I'm sitting here, wrapped in a blanket, looking out at the frozen wood. The only cause for optimism is that the weather forecasters are saying that we're going to have the coldest winter for a hundred years: given the accuracy of long-range weather forecasts, that probably means we're going to have a barbeque winter.
In any case, my thoughts keep turning longingly to the summer of the antipodes.
So my first thought is, hey, if Australia and New Zealand are the antipodes, does that mean I'm in the...podes?
My second thought is: podes, that's Greek for feet. Anti-feet? What's that all about?
My third thought is: that's a bit of a mad thing to be wondering about, I'd better keep quiet about it.
But that third thought I've brushed away.
Happily it turns out that the antipodes doesn't really mean Oz and NZ at all. Antipodal means the direct or exact opposite, and the antipodes is the point on the surface of the earth exactly opposite the place you yourself occupy. So that means that for a New Zealander I am pretty much in the antipodes myself.

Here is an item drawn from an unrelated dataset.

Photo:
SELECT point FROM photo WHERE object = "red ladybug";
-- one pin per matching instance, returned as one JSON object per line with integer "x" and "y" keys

If you're in California the antipodes will be in the middle of the Indian Ocean; if you're in the Philippines the antipodes will be in Brazil; and if you're where I am in England the antipodes will be in the South Pacific (and quite close to the Antipodes Islands, as it happens).
It turns out that only 4% of us have an antipodes that's on land. So...hey doesn't that mean that antipodeans don't need feet at all?
What's the Greek for fin?*
Word To Use Today: antipodes. This word is the plural of the Greek word antipous, which means having the feet opposite, that is, with the soles facing towards our own.
When the word was taken up by the Romans the word became really quite puzzling, so that some mediaeval illustrations imagine the people of the antipodes with their feet growing out of their heads.